マッチこと近藤真彦氏が40年の時を経て入手した初代マーチK10型を、日産自動車大学校の学生たちが5校リレーでフルレストア。ATからMTへの換装、世界初の下回りまで及ぶ特殊塗装、107箇所の凹み修復などなど、昭和の伝説が、若き情熱と最新技術で「新車以上の輝き」を取り戻す。クルマ界隈の重鎮が絶賛した、感動の復活劇をご覧あれ。
●文/写真:月刊自家用車編集部(竹野由志雄)
思い出のマーチを「マニュアル」で楽しみたい。そんな想いからプロジェクトがスタート
今年のオートサロンでは日産自動車大学校の作品が展示されていたが、その真打ちとも言える作品が「マッチのマーチ」と名付けられた車両だ。
歌手・タレントでKONDO RACINGの監督も務める近藤真彦氏(マッチ)は、初代マーチのCMキャラクターを務め、「マッチのマーチ」のキャッチフレーズで同車を大ヒットに導いた立役者としても有名。
それから約40年、この思い出の初代マーチに乗りたくなり、自らネットを駆使して2014年に個人売買で「赤いマーチ」を入手したとのこと。ただ、ようやく見つけた車両はAT車だったそうだ。
初代マーチ(K10型)は、1982年から1992年まで製造販売されていた。車両重量600kg台の軽量ボディを武器にモータースポーツ分野でも活躍。1リッターの4気筒エンジンにはターボやターボ+スーパーチャージャー仕様も用意されるなど、ホットハッチとしても大きな存在感を盛っていた。
全国5校の学生が情熱を繋いだ「リレー・レストア」
実は近藤氏は、マーチは「マニュアル車で乗りたかった」とのこと。
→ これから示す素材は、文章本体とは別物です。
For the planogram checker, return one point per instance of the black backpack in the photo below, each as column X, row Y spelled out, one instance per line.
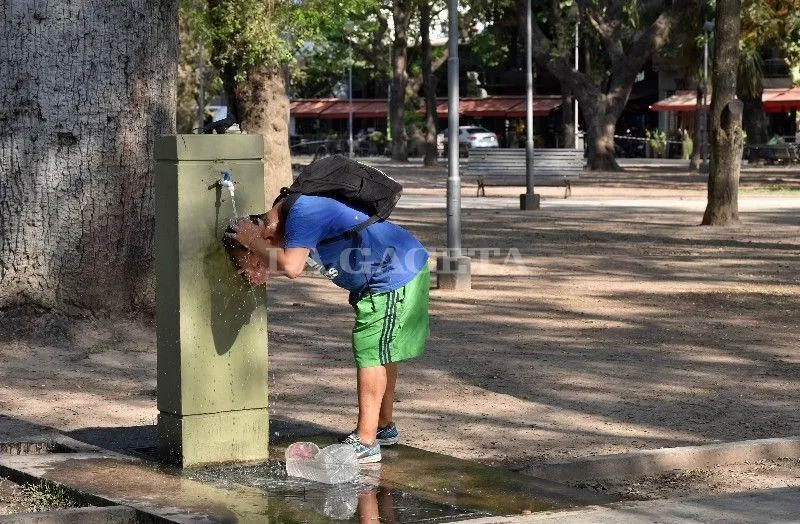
column 352, row 183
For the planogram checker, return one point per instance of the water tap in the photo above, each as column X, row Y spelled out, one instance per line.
column 224, row 181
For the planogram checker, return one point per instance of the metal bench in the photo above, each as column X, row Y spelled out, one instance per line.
column 551, row 167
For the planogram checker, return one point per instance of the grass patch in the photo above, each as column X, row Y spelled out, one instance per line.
column 45, row 496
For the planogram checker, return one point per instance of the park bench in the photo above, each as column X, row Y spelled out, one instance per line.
column 772, row 153
column 551, row 167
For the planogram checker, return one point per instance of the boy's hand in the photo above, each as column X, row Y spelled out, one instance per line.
column 246, row 232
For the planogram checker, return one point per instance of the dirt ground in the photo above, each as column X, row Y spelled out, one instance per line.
column 588, row 331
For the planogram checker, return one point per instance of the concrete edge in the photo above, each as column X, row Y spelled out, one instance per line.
column 652, row 462
column 69, row 443
column 91, row 515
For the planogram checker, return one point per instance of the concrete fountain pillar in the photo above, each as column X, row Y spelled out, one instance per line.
column 211, row 327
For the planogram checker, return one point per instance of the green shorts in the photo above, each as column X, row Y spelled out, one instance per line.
column 392, row 326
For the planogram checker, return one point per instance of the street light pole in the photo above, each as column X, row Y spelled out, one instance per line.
column 453, row 268
column 529, row 200
column 348, row 27
column 575, row 115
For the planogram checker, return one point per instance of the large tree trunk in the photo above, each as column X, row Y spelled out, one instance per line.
column 401, row 11
column 85, row 88
column 726, row 120
column 262, row 107
column 601, row 122
column 601, row 109
column 431, row 151
column 697, row 132
column 568, row 116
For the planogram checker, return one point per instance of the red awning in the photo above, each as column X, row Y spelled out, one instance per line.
column 361, row 109
column 510, row 107
column 309, row 108
column 784, row 101
column 680, row 101
column 687, row 100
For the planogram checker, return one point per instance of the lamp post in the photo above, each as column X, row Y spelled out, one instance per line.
column 708, row 27
column 529, row 200
column 453, row 268
column 348, row 28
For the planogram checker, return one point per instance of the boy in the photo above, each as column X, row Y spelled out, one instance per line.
column 386, row 271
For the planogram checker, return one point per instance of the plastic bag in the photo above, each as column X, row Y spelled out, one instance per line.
column 333, row 464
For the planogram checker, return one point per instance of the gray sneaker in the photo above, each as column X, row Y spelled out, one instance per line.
column 387, row 435
column 365, row 454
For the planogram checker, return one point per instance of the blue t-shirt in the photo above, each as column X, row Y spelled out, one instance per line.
column 385, row 257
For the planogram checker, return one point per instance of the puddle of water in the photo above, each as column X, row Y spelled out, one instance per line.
column 365, row 499
column 33, row 448
column 409, row 485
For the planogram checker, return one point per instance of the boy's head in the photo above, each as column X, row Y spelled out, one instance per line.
column 252, row 267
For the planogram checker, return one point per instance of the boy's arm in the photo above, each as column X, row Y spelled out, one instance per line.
column 289, row 261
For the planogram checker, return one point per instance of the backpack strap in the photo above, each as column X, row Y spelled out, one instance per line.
column 351, row 233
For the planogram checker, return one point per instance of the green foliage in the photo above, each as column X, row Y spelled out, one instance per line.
column 188, row 72
column 772, row 23
column 243, row 33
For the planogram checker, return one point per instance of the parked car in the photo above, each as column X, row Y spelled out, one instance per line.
column 472, row 137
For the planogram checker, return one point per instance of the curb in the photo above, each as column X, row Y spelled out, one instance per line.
column 651, row 462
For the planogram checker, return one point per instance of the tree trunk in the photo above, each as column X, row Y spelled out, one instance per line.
column 601, row 109
column 429, row 84
column 601, row 122
column 754, row 120
column 568, row 116
column 85, row 88
column 263, row 108
column 694, row 160
column 726, row 120
column 401, row 11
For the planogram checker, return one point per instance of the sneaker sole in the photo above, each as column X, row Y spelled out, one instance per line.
column 370, row 459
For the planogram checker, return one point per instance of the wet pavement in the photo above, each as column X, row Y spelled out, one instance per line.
column 410, row 485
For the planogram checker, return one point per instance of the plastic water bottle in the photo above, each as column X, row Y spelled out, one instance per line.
column 333, row 464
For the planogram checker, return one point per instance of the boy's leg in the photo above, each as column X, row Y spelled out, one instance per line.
column 372, row 383
column 385, row 416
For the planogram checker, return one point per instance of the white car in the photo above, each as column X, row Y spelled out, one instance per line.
column 472, row 137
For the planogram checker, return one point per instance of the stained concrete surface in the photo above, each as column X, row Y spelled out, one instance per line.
column 410, row 485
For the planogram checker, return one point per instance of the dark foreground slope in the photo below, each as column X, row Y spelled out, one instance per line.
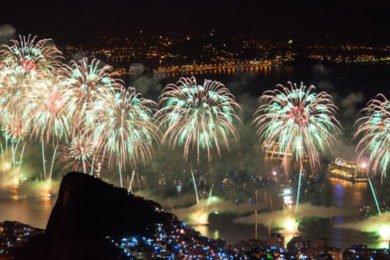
column 86, row 211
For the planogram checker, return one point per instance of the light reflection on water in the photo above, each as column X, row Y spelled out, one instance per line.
column 36, row 210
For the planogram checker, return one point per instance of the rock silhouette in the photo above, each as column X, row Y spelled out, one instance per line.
column 86, row 211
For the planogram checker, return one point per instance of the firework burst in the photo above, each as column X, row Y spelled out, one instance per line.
column 297, row 121
column 79, row 154
column 374, row 129
column 125, row 129
column 31, row 56
column 90, row 85
column 46, row 111
column 198, row 117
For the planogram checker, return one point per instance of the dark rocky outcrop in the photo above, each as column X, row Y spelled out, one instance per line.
column 87, row 210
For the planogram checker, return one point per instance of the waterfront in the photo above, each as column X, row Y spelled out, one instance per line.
column 365, row 81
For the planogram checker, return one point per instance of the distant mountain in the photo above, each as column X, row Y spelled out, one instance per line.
column 87, row 210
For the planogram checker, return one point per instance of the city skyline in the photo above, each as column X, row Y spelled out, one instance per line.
column 329, row 21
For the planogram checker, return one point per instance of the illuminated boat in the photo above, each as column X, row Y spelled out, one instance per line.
column 347, row 170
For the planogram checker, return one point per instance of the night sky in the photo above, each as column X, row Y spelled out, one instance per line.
column 348, row 20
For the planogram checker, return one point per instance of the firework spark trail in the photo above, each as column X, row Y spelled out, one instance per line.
column 198, row 117
column 299, row 122
column 77, row 155
column 25, row 63
column 374, row 129
column 90, row 85
column 125, row 129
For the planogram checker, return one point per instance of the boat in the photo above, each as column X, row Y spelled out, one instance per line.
column 347, row 170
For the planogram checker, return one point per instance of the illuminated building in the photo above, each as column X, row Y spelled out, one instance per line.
column 347, row 170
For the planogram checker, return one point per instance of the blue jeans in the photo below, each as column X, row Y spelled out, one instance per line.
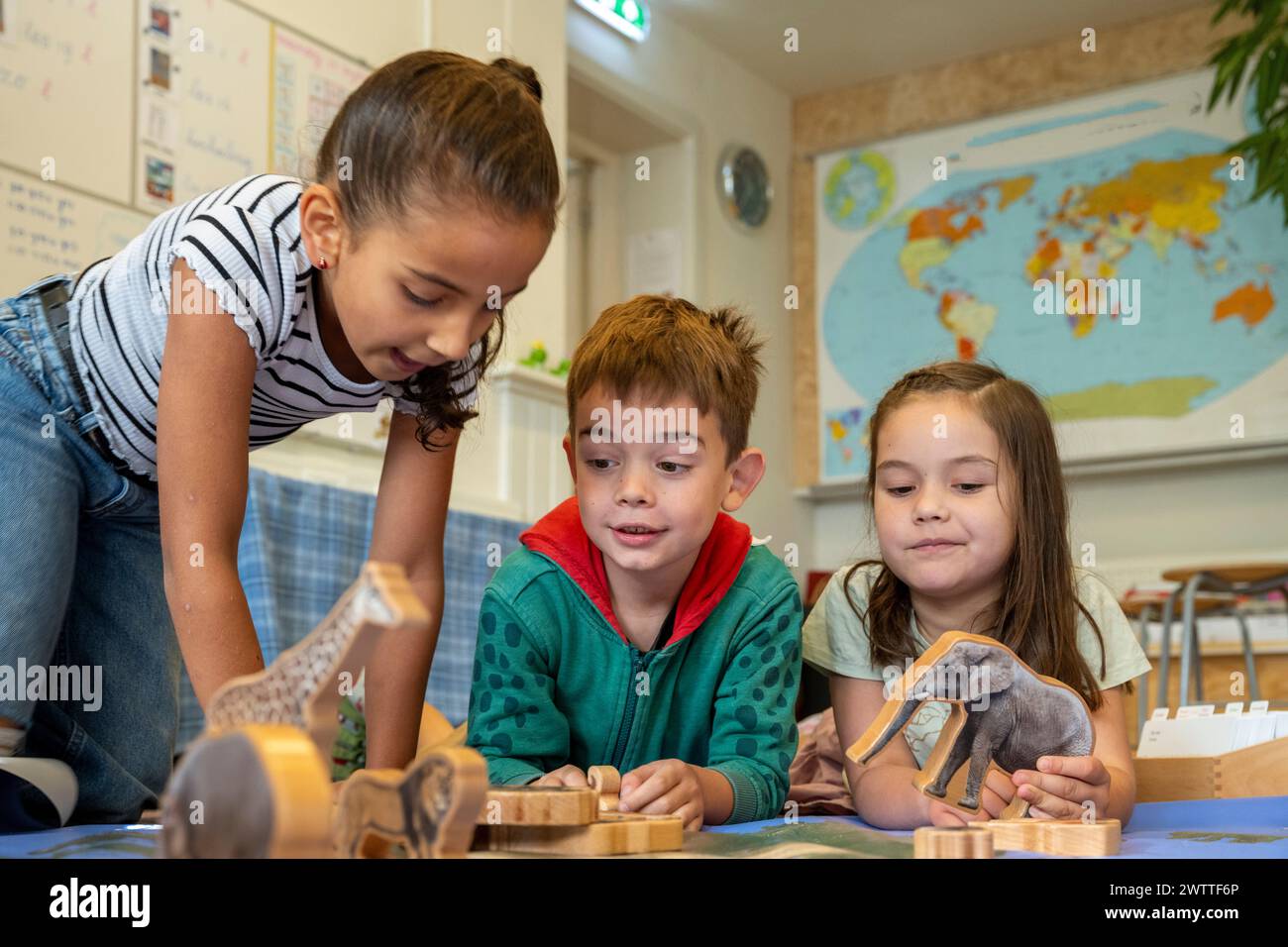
column 81, row 590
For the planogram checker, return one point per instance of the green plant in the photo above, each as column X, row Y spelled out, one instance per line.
column 1263, row 48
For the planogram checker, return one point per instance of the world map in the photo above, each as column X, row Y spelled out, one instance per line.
column 1131, row 281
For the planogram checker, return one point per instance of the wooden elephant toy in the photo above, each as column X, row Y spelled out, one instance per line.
column 1004, row 715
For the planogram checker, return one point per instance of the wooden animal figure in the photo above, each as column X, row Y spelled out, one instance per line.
column 300, row 686
column 1004, row 714
column 430, row 808
column 257, row 783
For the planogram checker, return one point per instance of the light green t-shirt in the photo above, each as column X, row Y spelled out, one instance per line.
column 835, row 642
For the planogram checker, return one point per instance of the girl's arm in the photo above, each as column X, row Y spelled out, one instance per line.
column 883, row 791
column 207, row 372
column 411, row 517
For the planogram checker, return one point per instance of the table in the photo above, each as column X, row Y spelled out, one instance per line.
column 1201, row 828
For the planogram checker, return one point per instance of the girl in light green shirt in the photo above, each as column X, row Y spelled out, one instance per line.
column 969, row 504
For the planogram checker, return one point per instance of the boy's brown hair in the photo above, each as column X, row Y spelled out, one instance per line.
column 658, row 348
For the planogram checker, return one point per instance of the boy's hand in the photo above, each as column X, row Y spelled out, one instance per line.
column 1061, row 784
column 996, row 795
column 565, row 776
column 665, row 788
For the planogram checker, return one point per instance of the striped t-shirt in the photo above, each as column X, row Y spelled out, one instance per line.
column 244, row 244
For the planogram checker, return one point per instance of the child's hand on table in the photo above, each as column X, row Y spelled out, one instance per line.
column 665, row 788
column 996, row 795
column 565, row 776
column 1061, row 784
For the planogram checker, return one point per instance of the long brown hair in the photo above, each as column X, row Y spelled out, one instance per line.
column 1037, row 615
column 437, row 129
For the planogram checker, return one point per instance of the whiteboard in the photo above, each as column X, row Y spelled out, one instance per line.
column 309, row 82
column 202, row 115
column 51, row 230
column 64, row 105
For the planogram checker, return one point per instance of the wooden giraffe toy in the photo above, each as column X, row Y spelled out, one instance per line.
column 257, row 783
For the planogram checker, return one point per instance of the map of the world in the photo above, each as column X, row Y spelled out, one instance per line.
column 1103, row 250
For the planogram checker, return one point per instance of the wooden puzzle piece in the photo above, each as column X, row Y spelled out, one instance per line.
column 952, row 841
column 430, row 808
column 1046, row 836
column 257, row 791
column 539, row 805
column 300, row 686
column 1056, row 836
column 574, row 821
column 1004, row 715
column 608, row 784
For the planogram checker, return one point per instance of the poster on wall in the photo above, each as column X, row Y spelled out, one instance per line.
column 202, row 119
column 1103, row 250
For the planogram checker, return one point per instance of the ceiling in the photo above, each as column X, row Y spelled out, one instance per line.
column 844, row 43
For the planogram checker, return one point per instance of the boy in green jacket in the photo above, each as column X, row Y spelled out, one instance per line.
column 639, row 626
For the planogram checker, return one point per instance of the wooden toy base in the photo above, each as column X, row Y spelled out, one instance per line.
column 612, row 834
column 572, row 821
column 1046, row 836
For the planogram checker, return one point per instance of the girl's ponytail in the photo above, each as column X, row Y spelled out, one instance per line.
column 524, row 73
column 441, row 132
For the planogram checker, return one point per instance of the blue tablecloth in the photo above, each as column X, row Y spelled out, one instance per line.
column 1210, row 828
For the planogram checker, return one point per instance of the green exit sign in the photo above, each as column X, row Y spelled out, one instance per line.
column 629, row 17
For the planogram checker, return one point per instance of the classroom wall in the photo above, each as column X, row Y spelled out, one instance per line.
column 712, row 101
column 1141, row 519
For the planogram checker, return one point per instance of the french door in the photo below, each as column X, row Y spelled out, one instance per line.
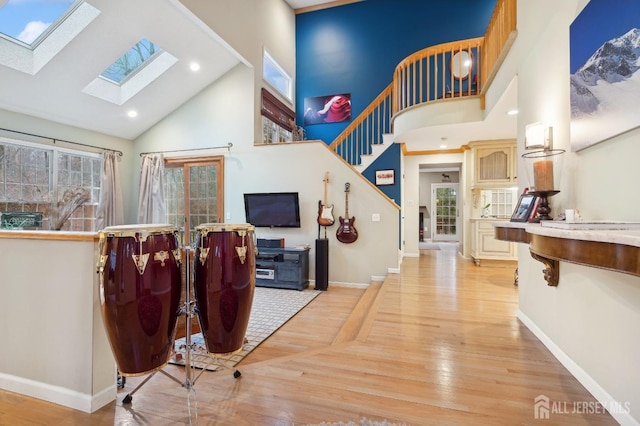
column 444, row 217
column 194, row 193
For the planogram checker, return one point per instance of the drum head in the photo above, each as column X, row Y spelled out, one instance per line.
column 132, row 230
column 205, row 228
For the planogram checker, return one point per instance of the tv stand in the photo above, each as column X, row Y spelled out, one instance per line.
column 282, row 268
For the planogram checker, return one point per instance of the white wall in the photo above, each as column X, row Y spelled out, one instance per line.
column 54, row 344
column 590, row 321
column 218, row 115
column 250, row 26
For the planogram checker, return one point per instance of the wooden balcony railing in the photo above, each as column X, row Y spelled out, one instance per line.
column 427, row 76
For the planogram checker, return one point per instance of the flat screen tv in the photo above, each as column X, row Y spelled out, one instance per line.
column 273, row 209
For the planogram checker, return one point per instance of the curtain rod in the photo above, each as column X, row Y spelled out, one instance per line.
column 228, row 146
column 62, row 140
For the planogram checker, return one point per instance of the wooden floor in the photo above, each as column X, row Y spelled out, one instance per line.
column 438, row 344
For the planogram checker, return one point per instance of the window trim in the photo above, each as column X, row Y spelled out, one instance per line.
column 55, row 151
column 269, row 58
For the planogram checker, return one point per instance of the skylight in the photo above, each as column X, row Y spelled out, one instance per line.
column 131, row 73
column 28, row 21
column 131, row 61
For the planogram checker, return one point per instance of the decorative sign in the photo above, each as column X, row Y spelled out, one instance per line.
column 277, row 111
column 18, row 220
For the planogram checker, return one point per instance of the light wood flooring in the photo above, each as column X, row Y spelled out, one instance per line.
column 438, row 344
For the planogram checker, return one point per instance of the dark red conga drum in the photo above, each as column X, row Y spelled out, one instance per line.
column 140, row 289
column 224, row 283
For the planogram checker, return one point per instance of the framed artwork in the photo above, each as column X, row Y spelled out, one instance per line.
column 385, row 177
column 327, row 109
column 524, row 208
column 604, row 71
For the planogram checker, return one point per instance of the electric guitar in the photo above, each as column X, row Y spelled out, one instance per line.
column 346, row 231
column 325, row 211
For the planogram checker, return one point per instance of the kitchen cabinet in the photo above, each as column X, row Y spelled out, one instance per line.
column 486, row 248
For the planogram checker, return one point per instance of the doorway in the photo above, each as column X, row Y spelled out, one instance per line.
column 445, row 214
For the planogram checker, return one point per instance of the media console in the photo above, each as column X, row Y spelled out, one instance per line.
column 282, row 267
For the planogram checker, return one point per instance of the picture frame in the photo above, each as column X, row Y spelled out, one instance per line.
column 523, row 209
column 385, row 177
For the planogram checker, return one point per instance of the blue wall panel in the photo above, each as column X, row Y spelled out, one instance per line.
column 355, row 48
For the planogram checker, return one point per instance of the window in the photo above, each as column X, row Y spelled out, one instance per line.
column 63, row 185
column 133, row 59
column 194, row 191
column 497, row 203
column 131, row 73
column 276, row 76
column 30, row 21
column 25, row 25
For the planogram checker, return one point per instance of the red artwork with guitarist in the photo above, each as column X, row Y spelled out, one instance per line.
column 346, row 233
column 325, row 211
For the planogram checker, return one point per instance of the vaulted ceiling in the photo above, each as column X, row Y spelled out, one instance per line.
column 58, row 89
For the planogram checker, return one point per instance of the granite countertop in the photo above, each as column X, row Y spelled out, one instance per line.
column 630, row 237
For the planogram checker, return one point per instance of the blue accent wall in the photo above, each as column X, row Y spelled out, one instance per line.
column 355, row 48
column 390, row 159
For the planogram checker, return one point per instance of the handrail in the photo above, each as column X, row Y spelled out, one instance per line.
column 365, row 130
column 425, row 76
column 500, row 33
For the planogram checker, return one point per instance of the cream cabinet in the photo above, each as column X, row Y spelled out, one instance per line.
column 495, row 163
column 485, row 247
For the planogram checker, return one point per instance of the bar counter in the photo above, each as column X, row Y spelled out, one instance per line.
column 615, row 249
column 54, row 343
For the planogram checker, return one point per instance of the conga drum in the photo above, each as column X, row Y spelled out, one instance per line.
column 224, row 283
column 140, row 289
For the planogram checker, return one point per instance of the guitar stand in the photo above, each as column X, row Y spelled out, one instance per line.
column 189, row 310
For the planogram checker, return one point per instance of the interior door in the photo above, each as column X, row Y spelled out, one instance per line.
column 445, row 213
column 194, row 193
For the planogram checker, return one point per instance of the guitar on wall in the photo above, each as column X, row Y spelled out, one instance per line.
column 346, row 233
column 325, row 211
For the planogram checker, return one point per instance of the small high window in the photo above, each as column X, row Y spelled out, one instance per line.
column 276, row 76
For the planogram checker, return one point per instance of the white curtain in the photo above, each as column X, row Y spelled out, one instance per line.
column 110, row 209
column 152, row 206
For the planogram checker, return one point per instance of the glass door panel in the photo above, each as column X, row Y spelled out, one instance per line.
column 444, row 220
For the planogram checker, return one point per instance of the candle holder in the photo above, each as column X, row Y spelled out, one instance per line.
column 543, row 173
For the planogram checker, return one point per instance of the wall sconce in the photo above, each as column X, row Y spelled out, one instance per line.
column 538, row 136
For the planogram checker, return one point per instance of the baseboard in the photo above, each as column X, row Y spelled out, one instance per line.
column 344, row 284
column 598, row 392
column 58, row 395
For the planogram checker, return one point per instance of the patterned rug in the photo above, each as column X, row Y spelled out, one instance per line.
column 363, row 422
column 271, row 309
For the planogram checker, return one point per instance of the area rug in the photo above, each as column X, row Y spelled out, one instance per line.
column 363, row 422
column 271, row 309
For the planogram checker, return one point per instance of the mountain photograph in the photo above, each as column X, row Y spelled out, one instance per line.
column 605, row 88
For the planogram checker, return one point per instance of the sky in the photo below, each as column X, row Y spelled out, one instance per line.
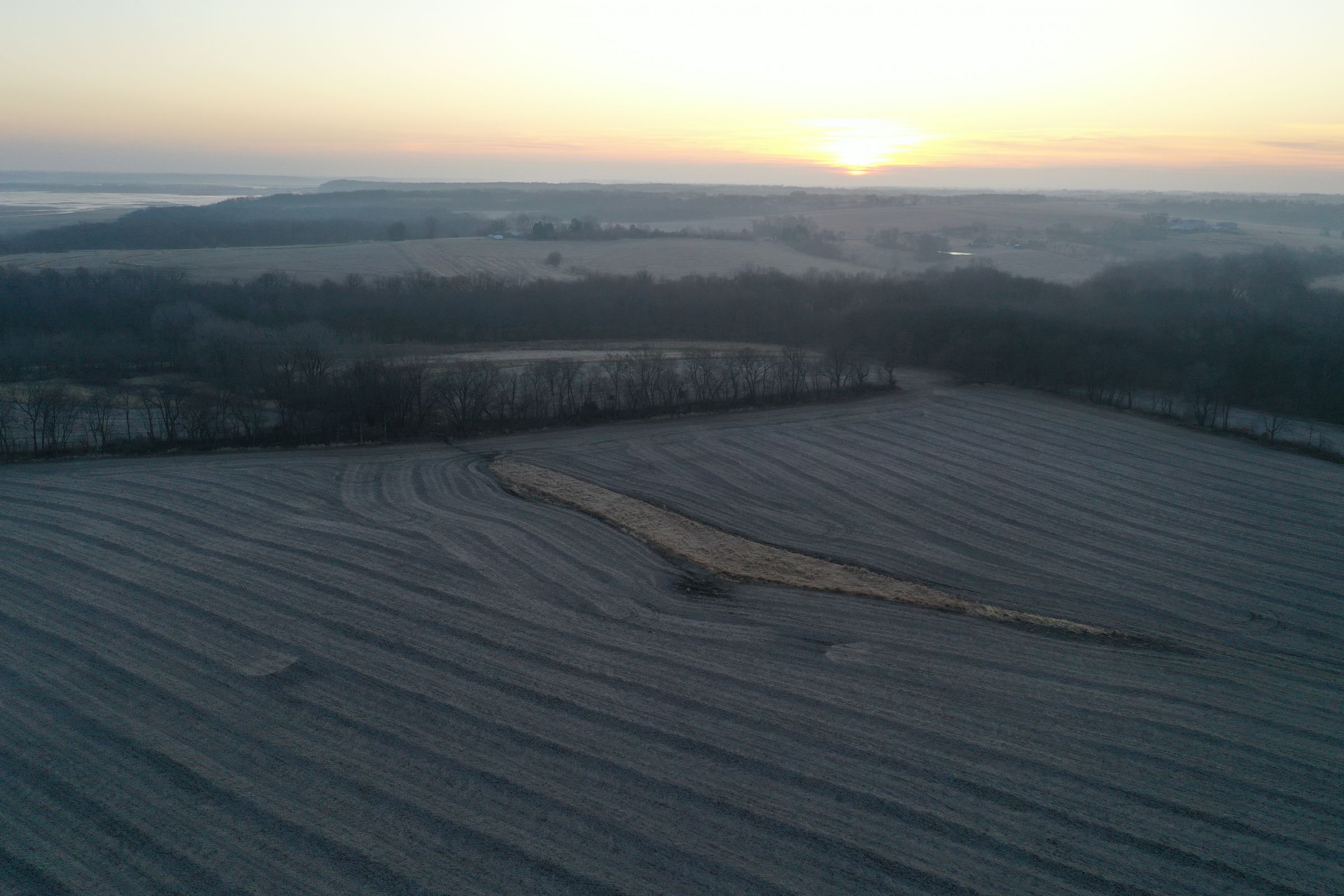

そんな話を近藤氏とも縁が深い日産自動車大学校(同校にはレース現場で実習を行う活動があるそうで、KONDO RACINGとも密接な関係を築いている)の学生が聞きつけ、「僕らにやらせて欲しい」ということになり、同校の全国5つのキャンパス(栃木・横浜・愛知・京都・愛媛)の学生たちがリレーでミッション換装とレストア整備を行う「マッチのマーチがあなたの街にリターンマッチ」プロジェクトが始動したそうだ。
車体はボディから下回りにかけて最新の「スクラッチシールド塗装」という工法で再塗装。剥離後に発見された107個もの凹み(エクボ)をひとつひとつ修復されている。
作業の各工程は各校が分担。主にエンジンとミッションなどの脱着整備は栃木校、ボディワークは京都校、エンジンのオーバーホールは愛媛校、部品の錆落としや内装まわりの調整は横浜校、そして車両の組付け、ミッション取り付けなどの最終仕上げは愛知校の学生たちが担当。
エンジンもフルオーバーホールしたうえ新車同様に再生。オルターネーターも鏡面のように研磨されている。
ボディサイドのデカールは現在新品は存在せず、新たに作り直している。
オートサロンのお披露目ではオーナーの近藤真彦氏も登壇し、そのクオリティに目頭を熱くさせるほど感動し、「ありがとう〜」を連呼していたほど。
さらにそのトークショーでは、日産のエスピノーザ社長のほか、サプライズでトヨタの豊田章男会長やHRCの渡辺康治社長も飛び入り登壇し、車両の完成度の高さを絶賛していたほどだったのだ。